Meta has released a dataset to explore biases in computer vision models.

Continuing on its open-source tear, Meta today released a new AI benchmark, FACET, designed to assess the "fairness" of AI models that classify and detect stuff in photos and videos, including people.
Meta has released a dataset to explore biases in computer vision models.

Continuing on its open-source tear, Meta today released a new AI benchmark, FACET, designed to assess the "fairness" of AI models that classify and detect stuff in photos and videos, including people.

Comprising 32,000 images of 50,000 individuals annotated by human annotators, FACET is a tortured acronym for "FAirness in Computer Vision EvaluaTion". It includes classes related to occupations and activities such as "basketball player", "disc jockey" and "doctor," besides demographic and physical characteristics that enables what Meta describes as "deep" evaluations of biases against those classes.

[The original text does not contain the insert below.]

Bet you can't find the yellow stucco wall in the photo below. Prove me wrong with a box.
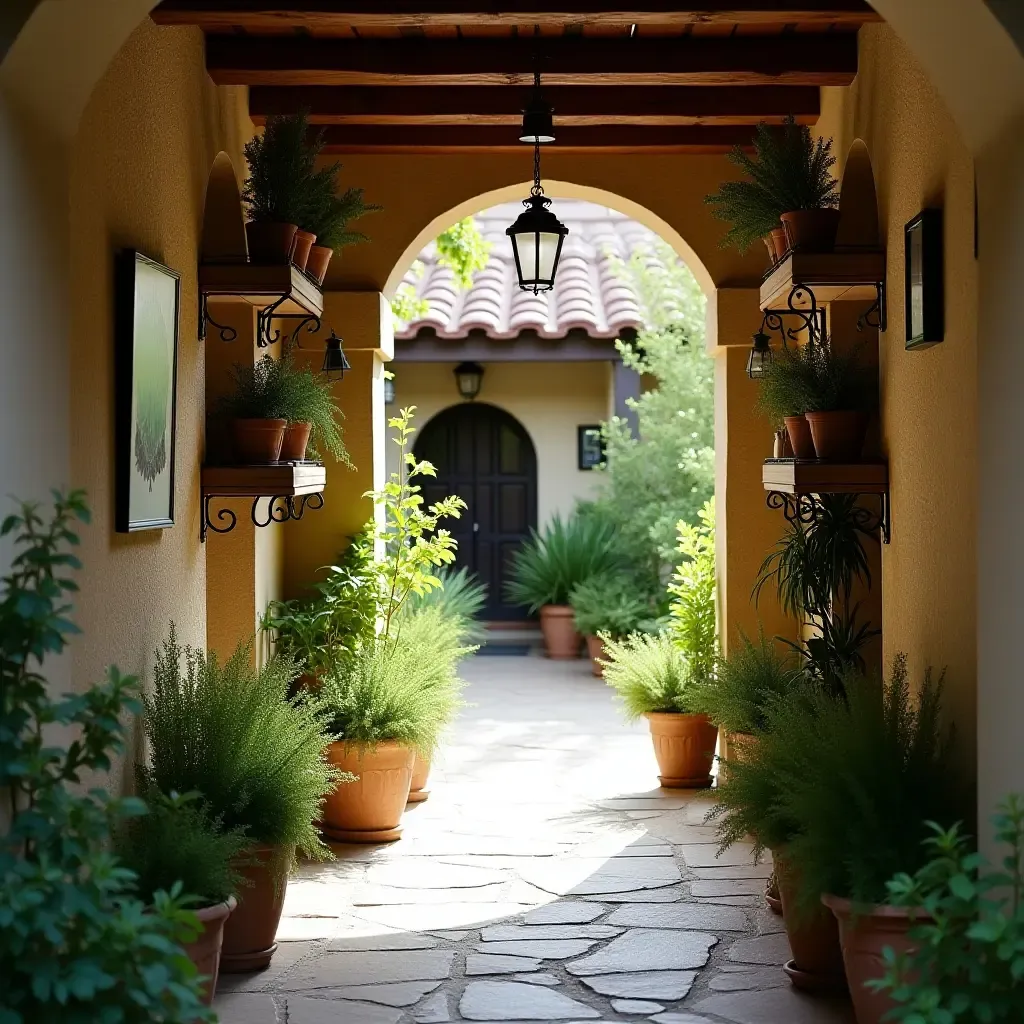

By releasing FACET, we are opening up the possibility of having similar benchmarking for researchers and practitioners alike to better grasp the disparities that exist within their models and also track interventions instituted to mitigate fairness concerns," Meta wrote in a blog post it shared with TechCrunch. "We welcome the research community to utilize FACET for benchmarking fairness on other vision and multimodal tasks.".

Of course, benchmarks to test for biases in computer vision models aren't new. Meta itself published one back in 2019 to bring attention to age, gender and skin tone biases in models of computer vision as well as audio machine learning. And there have been many investigations into computer vision models to see if they were biased against particular demographic groups. (Spoiler alert: they usually are.)

Of course, then there is the simple fact that Meta does not have the best track record when it comes to responsible AI.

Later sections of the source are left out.